Someone gives you a genuine compliment. What happens in you? On why receiving is a capacity, not a skill — and what it has to do with how we lead.
A simple experiment. Someone walks up to you and says something kind — a genuine compliment, freely given. What happens?
Most of us deflect. "Oh it was nothing." "The team did it, not me." "You should see what the others did." We reroute the compliment away from ourselves before it can land. We call it humility. We've been trained to call it humility.
But what if it's something else? What if deflecting isn't modesty — what if it's an inability to receive?
Most leaders I know are very good at giving. Praise, feedback, attention, time. Giving feels active. It feels like leadership. It puts you in control of the exchange.
Receiving asks something different. It asks you to be still. To let something in. To sit with the discomfort of being seen — and not immediately redirect it.
We don't talk about this asymmetry enough. We train for giving. We build cultures that reward giving. But a leader who cannot receive is only half in the relationship. They can pour out endlessly, but nothing fills them back up.
We tend to think of receiving as a social skill — learn to say "thank you" and mean it, hold eye contact, don't deflect. These are real things. But they're surface.
The deeper layer is this: how full are you?
If there is a genuine appreciation of yourself — not arrogance, not performance, but a quiet sense of your own worth — you don't need external validation to feel okay. Which means you can actually receive it when it comes, without it destabilising you in either direction. You don't collapse when it doesn't arrive. You don't inflate when it does.
The leader who hasn't built this yet is running on a kind of scarcity. They need the compliment to feel good. Which means they're anxious about whether it will come. Which means they can't be fully present in the room, because part of them is tracking — am I being seen? am I being valued? did that land?
Someone doesn't wish you on your birthday. Someone doesn't reply to your message. Someone doesn't acknowledge the work you did.
If you're running on empty — if you don't have a strong relationship with yourself — these small absences become large things. They become evidence. Evidence that you're not valued, not seen, not enough. But none of that meaning is in the absence itself — you're the one writing it.
If you're full — if you genuinely love and appreciate yourself — those absences are just absences. They're not data about your worth.
Here's the harder part. We tend to frame this as something that happens to us. People don't acknowledge me. People don't appreciate what I bring. I'm not receiving what I deserve.
But we do the same thing to others. We forget to acknowledge. We're too busy to pause and say — that mattered, what you did. We move to the next thing. The same absence we experience, we create.
This isn't about blame. It's about seeing the pattern whole. When you're running on scarcity, you can't give freely either. Giving from depletion is exhausting. It eventually turns resentful. I give so much and get so little back.
The shift isn't about giving more or receiving better. It's about where you're giving from.
There's a practice that sounds almost embarrassingly simple until you actually try it. Before you look for appreciation from anyone else — before you check if they noticed, if they replied, if they acknowledged — you fill yourself first.

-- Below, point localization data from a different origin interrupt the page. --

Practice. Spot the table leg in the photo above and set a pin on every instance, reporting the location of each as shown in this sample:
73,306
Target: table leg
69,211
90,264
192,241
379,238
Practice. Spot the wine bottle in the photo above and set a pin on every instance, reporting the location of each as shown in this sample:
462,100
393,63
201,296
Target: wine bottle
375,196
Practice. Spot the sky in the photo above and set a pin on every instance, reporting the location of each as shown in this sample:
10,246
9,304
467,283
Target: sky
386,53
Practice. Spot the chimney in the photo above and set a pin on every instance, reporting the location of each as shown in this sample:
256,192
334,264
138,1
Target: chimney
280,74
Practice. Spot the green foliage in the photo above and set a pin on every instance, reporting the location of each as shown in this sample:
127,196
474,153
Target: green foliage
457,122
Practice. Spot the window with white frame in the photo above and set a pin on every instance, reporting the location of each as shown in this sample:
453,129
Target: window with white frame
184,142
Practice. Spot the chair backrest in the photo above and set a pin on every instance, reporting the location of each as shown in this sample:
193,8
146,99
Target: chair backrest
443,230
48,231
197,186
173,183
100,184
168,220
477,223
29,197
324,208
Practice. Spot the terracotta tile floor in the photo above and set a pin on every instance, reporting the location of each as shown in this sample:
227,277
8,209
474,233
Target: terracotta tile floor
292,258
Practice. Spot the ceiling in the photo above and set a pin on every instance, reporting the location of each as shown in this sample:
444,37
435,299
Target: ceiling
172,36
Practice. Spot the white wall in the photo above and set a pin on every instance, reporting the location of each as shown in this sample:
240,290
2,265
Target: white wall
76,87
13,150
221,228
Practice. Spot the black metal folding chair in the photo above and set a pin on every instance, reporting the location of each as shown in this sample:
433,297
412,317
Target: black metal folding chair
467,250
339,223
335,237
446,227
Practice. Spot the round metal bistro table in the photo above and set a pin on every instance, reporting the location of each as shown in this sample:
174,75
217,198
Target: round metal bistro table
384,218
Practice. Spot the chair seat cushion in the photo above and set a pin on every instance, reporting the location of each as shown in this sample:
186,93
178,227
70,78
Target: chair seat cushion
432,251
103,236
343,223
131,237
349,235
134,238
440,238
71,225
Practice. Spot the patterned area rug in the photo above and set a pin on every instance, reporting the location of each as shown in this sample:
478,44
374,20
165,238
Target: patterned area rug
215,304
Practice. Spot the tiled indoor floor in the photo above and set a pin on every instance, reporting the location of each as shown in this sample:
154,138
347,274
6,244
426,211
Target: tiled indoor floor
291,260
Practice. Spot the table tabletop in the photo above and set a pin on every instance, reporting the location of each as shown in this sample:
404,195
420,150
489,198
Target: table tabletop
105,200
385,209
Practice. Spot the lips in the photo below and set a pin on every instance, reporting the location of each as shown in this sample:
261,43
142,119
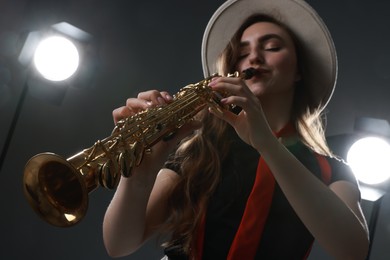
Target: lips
258,72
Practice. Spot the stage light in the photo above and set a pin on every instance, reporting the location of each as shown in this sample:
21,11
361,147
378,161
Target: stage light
56,58
369,158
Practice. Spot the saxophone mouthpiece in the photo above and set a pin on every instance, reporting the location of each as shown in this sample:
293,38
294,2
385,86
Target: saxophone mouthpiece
249,73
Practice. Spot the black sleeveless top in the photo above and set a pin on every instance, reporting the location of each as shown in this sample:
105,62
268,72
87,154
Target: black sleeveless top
284,235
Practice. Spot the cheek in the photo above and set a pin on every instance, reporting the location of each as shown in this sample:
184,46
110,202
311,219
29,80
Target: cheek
286,65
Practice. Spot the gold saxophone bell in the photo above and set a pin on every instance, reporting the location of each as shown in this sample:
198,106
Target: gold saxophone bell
57,189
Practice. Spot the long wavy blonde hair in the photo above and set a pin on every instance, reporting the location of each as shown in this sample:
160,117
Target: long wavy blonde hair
201,154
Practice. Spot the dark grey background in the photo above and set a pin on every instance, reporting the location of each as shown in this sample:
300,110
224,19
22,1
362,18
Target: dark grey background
141,45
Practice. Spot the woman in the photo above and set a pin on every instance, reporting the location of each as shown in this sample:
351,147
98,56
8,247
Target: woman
256,182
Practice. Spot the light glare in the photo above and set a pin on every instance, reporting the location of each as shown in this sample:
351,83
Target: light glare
56,58
369,159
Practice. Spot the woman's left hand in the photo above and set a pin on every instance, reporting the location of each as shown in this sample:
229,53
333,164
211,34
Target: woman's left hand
250,124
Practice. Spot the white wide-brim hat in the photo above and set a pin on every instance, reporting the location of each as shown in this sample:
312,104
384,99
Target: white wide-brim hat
318,52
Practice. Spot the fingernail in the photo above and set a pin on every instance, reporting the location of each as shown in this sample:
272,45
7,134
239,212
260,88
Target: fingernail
161,101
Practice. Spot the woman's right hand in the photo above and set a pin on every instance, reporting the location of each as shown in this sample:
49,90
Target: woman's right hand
153,160
143,101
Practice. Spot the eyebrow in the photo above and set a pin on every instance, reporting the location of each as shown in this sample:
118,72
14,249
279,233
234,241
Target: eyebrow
264,38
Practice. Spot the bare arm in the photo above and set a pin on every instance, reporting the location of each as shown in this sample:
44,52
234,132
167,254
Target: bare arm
139,204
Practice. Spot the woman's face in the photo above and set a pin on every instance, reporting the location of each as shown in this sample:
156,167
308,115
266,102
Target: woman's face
270,50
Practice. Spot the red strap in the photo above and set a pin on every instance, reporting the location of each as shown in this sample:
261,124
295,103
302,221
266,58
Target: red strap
248,235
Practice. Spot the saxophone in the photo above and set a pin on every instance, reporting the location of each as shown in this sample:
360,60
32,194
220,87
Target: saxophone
57,189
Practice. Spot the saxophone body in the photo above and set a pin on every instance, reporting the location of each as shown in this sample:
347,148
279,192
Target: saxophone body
57,189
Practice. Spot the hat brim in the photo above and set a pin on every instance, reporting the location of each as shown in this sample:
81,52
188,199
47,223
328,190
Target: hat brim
318,51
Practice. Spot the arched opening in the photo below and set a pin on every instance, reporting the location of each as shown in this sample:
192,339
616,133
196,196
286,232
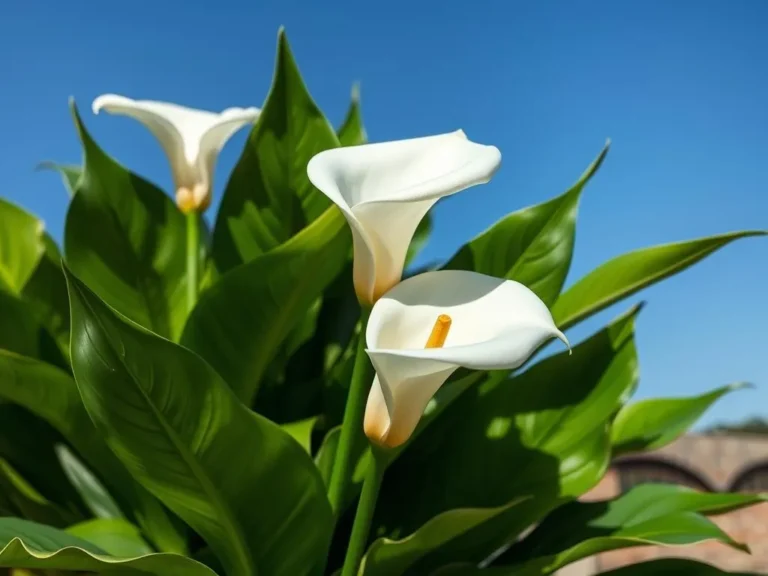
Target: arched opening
654,470
754,479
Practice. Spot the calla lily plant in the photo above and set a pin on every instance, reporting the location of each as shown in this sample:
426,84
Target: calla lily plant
191,139
311,412
384,190
421,330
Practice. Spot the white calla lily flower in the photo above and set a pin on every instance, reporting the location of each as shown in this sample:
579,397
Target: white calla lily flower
191,138
386,189
465,319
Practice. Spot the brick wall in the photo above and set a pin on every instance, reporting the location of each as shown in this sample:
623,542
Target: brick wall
719,463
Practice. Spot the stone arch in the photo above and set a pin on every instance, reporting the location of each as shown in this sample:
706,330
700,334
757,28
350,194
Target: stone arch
642,469
753,478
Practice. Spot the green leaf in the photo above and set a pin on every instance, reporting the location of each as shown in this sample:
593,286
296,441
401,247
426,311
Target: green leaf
127,239
533,246
22,332
301,431
183,434
91,490
327,454
671,567
240,323
651,514
46,291
20,498
651,424
352,131
420,238
21,246
113,535
387,557
25,544
29,443
269,197
551,421
51,394
70,174
631,272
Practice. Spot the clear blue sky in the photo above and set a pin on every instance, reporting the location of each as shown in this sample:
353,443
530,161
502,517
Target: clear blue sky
680,87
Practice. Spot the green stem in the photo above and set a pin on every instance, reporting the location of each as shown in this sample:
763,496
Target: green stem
364,515
352,425
193,250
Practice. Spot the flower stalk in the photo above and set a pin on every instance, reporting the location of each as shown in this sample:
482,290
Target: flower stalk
365,510
193,258
352,424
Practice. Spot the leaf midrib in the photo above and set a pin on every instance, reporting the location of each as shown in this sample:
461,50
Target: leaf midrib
243,551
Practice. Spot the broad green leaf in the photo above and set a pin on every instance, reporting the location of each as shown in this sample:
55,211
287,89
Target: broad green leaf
387,557
307,383
29,443
651,424
631,272
648,514
235,477
91,490
69,173
46,291
113,535
533,246
20,498
240,322
22,332
25,544
551,421
352,131
671,567
51,394
127,240
21,246
301,431
269,197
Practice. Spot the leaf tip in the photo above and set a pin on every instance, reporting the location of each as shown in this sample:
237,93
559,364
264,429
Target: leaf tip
355,92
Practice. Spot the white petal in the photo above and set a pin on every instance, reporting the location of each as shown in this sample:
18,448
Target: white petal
191,138
496,324
385,189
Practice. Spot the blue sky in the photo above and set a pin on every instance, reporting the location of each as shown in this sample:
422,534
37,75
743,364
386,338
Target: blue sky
680,87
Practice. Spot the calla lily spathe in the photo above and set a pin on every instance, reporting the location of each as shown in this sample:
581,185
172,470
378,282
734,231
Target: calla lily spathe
494,324
386,189
192,140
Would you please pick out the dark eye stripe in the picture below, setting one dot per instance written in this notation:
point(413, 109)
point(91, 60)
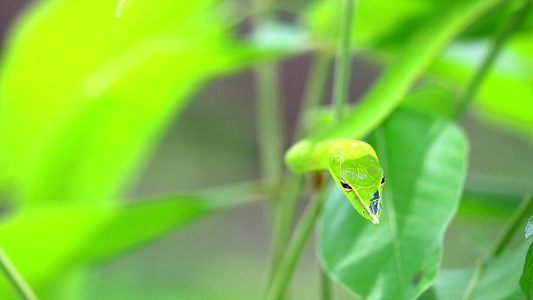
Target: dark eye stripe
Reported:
point(346, 187)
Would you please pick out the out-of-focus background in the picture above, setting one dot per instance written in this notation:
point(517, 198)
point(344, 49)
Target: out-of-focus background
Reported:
point(213, 142)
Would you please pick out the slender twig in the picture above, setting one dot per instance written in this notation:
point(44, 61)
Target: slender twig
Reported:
point(497, 45)
point(291, 189)
point(269, 112)
point(14, 278)
point(522, 213)
point(342, 68)
point(298, 241)
point(315, 90)
point(325, 284)
point(480, 264)
point(283, 219)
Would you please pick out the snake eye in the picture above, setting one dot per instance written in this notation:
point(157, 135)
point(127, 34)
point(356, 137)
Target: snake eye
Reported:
point(346, 187)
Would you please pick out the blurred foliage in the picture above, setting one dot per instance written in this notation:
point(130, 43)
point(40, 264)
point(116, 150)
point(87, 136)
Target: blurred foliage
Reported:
point(421, 200)
point(504, 97)
point(85, 97)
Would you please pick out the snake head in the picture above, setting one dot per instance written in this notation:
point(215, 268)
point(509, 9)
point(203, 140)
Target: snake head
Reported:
point(357, 171)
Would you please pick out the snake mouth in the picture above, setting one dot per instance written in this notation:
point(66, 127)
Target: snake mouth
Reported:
point(374, 219)
point(374, 207)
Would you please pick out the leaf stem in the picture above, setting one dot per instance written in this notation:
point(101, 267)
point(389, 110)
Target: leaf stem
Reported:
point(315, 90)
point(325, 284)
point(497, 45)
point(283, 219)
point(342, 68)
point(523, 212)
point(288, 263)
point(14, 278)
point(268, 113)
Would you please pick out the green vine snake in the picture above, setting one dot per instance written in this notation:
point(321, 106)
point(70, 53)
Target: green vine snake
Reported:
point(354, 166)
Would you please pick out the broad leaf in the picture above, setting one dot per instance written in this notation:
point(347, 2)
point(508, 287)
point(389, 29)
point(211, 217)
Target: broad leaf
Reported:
point(424, 159)
point(494, 280)
point(46, 242)
point(422, 48)
point(505, 94)
point(85, 95)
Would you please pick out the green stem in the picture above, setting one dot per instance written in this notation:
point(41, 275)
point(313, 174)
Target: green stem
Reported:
point(270, 134)
point(499, 42)
point(342, 69)
point(315, 90)
point(14, 278)
point(288, 263)
point(283, 218)
point(268, 113)
point(523, 212)
point(326, 285)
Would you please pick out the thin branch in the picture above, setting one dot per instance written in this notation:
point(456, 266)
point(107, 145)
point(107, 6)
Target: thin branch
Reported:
point(342, 69)
point(499, 42)
point(14, 278)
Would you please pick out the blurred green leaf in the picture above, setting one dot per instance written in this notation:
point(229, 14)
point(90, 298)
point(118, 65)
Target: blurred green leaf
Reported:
point(423, 47)
point(529, 228)
point(505, 94)
point(526, 280)
point(85, 95)
point(44, 242)
point(494, 280)
point(424, 159)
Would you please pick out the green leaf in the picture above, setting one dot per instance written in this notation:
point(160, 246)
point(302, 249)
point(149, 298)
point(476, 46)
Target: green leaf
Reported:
point(526, 280)
point(45, 242)
point(529, 228)
point(85, 95)
point(424, 159)
point(421, 50)
point(509, 79)
point(495, 279)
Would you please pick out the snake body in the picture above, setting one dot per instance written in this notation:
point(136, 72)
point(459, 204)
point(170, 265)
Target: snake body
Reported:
point(354, 166)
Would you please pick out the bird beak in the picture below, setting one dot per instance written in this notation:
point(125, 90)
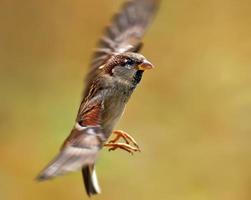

Not as a technique. Not as a productivity hack. As a genuine act of self-recognition. I see what I brought today. I see what I'm carrying. I see what I'm trying to build.
This is what self-love actually is in a leadership context. Not indulgence. Not self-congratulation. A kind of inner steadiness that doesn't require constant external confirmation — and that makes you far more present, far more generous, and far more able to actually receive what's being offered.
Because when you're full, a compliment can just be a compliment. You can let it land. You can say thank you and mean it. You can receive without deflecting, without inflating, without immediately passing it on to someone else to prove your humility.
That's not a small thing. That's the beginning of a different kind of leadership.